How to check whether document is empty or not

vke3 · February 27, 2019, 12:27pm

Hello,

I have one input docx file which has empty header and footer but it has no text.
I want to check whether the document is empty or not ( i.e. no text, no image, no table in it).
I checked on ASPOSE forum and tried those solution however though there is no text in document still it returning node cell is present in it. Tried below ( similar) approach

if (doc.toString(SaveFormat.TEXT).trim() == “”)
{
if (doc.getChildNodes(NodeType.SHAPE, true).getCount() == 0 && doc.getChildNodes(NodeType.TABLE, true).getCount() == 0
&& doc.getChildNodes(NodeType.PARAGRAPH, true).getCount() == 0 && doc.getChildNodes(NodeType.CELL, true).getCount() == 0){
System.out.println(“Document is empty”);
}else{
System.out.println(“Document is NOT empty”);
}
}
sharing my input docx file could you please check and help me to know why it’s not saying docx file is empty?
And what will be preferred way to check document is empty or not?
Below is the input file.
File.zip (19.5 KB)

awais.hafeez · February 27, 2019, 12:47pm

@vke3,

In this case, please try using the following code:

Document doc = new Document("E:\\file\\Sample Document.docx");

if (doc.toString(SaveFormat.TEXT).trim().equals(""))
{
    if (doc.getChildNodes(NodeType.SHAPE, true).getCount() == 0 && doc.getChildNodes(NodeType.TABLE, true).getCount() == 0
            && doc.getChildNodes(NodeType.CELL, true).getCount() == 0){
        System.out.println("Document is empty");
    }else{
        System.out.println("Document is NOT empty");
    }
}

Hope, this helps.

vke3 · February 27, 2019, 1:07pm

@awais.hafeez,

yes it woks
seems I did small mistake
Thanks a lot.
I have one more question, I am calling doc.getRange().replace method which implements IReplacingCallback. At the time of process of first replace method I want to call another replace method ( i.e. replace method inside another replace method). Is it feasible in ASPOSE?
Currently I am trying the same thing, however my first ( i.e. outer replace method )is working fine but not the another which I am calling inside ( replace method of interface itself won’t get call).

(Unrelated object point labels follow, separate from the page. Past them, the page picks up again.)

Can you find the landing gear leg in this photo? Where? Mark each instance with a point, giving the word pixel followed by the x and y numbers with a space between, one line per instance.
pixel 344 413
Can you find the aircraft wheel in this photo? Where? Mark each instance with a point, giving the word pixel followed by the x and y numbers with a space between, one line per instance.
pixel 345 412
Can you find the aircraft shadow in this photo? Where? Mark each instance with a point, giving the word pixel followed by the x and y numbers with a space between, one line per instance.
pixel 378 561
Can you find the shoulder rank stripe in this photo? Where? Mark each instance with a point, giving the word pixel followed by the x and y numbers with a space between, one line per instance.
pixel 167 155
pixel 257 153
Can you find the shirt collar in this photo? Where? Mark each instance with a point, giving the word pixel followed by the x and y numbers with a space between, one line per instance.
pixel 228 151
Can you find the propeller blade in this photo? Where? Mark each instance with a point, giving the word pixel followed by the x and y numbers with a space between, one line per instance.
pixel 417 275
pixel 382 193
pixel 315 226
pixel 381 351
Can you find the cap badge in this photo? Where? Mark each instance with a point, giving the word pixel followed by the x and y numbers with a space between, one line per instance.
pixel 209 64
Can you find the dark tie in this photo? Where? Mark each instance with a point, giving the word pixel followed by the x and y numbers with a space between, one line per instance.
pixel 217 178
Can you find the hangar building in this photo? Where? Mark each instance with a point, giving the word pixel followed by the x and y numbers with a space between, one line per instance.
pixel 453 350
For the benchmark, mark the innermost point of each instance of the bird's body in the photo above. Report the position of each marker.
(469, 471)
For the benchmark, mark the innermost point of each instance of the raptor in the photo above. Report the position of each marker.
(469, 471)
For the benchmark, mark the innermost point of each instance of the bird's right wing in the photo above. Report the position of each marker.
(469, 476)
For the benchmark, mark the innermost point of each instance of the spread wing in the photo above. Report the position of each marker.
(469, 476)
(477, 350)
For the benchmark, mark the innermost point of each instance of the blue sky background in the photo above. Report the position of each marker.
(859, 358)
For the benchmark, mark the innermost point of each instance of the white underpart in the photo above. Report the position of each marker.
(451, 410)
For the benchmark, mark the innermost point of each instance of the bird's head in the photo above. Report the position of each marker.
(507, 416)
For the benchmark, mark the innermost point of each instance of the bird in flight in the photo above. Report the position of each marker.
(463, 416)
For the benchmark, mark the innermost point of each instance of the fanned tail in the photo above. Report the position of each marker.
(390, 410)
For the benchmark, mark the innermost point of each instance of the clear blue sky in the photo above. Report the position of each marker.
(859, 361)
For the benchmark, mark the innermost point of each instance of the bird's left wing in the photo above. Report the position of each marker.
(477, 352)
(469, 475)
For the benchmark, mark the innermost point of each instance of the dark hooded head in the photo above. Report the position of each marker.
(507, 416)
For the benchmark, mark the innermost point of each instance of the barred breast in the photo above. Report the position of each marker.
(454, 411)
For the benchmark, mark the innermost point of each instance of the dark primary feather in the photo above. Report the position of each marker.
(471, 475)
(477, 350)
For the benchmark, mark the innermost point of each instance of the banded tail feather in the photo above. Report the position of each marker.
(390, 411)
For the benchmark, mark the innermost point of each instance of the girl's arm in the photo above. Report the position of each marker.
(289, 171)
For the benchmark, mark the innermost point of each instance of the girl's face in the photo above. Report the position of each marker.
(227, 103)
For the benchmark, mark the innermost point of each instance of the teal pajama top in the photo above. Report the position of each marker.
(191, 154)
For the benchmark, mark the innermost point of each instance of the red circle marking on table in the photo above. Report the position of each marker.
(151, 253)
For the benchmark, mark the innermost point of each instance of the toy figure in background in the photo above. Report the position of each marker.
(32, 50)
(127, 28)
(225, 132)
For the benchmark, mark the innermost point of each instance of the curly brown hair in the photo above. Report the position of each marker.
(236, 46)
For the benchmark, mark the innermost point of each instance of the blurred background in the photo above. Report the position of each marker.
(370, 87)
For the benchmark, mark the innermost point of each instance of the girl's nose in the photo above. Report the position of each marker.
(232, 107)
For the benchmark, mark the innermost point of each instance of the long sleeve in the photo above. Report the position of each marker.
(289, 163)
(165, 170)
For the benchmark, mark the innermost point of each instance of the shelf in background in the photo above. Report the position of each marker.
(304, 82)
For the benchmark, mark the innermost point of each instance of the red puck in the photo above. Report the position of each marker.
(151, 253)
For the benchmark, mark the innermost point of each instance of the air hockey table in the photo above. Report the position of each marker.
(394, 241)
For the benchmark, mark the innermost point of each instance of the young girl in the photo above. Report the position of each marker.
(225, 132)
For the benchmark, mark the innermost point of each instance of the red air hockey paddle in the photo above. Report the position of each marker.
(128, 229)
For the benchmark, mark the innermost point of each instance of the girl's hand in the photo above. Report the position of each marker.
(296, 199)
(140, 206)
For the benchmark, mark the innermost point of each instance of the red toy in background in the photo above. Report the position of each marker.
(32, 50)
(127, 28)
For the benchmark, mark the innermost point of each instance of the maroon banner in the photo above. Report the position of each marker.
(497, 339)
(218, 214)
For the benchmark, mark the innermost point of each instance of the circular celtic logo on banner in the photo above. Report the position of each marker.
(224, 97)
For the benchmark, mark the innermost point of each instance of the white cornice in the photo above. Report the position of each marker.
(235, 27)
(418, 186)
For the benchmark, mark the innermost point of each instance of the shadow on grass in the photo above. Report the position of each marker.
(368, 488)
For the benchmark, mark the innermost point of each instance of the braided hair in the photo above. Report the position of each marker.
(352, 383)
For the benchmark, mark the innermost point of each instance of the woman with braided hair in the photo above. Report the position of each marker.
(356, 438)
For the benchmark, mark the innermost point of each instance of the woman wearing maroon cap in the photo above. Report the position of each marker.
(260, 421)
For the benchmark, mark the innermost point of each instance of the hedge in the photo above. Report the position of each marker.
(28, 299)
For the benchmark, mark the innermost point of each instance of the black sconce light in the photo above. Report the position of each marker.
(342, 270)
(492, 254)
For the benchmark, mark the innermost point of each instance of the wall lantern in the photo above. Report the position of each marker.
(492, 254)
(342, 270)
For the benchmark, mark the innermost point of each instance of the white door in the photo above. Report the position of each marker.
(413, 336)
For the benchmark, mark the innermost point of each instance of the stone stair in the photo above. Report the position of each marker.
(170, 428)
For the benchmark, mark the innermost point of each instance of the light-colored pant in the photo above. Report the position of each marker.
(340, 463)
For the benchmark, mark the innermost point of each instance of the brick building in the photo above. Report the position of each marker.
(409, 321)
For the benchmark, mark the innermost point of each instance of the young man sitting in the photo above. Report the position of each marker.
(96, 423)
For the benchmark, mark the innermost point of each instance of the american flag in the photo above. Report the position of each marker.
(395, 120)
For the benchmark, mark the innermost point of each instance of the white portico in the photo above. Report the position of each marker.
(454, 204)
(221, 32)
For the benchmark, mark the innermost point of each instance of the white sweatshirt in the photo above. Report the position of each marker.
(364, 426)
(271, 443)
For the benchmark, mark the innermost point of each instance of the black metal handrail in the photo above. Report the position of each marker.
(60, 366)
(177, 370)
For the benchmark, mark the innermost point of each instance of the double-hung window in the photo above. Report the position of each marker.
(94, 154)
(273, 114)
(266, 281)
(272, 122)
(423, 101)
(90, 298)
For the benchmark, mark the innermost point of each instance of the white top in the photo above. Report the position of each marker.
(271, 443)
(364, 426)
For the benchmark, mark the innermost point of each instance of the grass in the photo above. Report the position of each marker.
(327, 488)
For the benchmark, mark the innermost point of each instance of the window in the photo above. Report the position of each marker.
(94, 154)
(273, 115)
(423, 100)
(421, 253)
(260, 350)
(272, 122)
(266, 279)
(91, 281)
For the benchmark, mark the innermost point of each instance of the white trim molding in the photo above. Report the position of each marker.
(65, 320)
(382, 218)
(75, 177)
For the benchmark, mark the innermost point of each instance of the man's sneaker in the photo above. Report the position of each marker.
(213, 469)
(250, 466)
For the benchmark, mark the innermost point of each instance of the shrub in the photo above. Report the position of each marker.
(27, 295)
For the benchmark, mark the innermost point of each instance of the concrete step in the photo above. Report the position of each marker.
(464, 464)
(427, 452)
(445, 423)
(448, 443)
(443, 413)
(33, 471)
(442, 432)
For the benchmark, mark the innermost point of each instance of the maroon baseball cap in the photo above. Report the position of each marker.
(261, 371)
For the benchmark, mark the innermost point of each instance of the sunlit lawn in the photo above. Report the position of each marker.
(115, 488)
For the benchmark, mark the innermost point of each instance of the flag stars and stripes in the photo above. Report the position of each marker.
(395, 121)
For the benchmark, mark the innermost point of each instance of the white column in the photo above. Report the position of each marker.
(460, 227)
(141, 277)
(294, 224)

awais.hafeez · February 27, 2019, 1:32pm

@vke3,

Please ZIP and upload your 1) simplified input Word document, 2) Aspose.Words generated output document showing the undesired behavior, 3) expected document (you can create it by using MS Word) and 4) source code to reproduce the same problem on our end here for testing. We will then investigate the issue on our end and provide you more information.

vke3 · February 28, 2019, 1:03pm

@awais.hafeez,

Thank you for support. I solved that problem.
There is one more thing I am trying. In ASPOSE there is Find and Replace methods are available. However I just want to Find the some text not the replace. i.e. I have some regex expression and I want to get the data from document which matches my regex expression.
I couldn’t find on ASPOSE forum where reading the document line by line and get the required data from doc.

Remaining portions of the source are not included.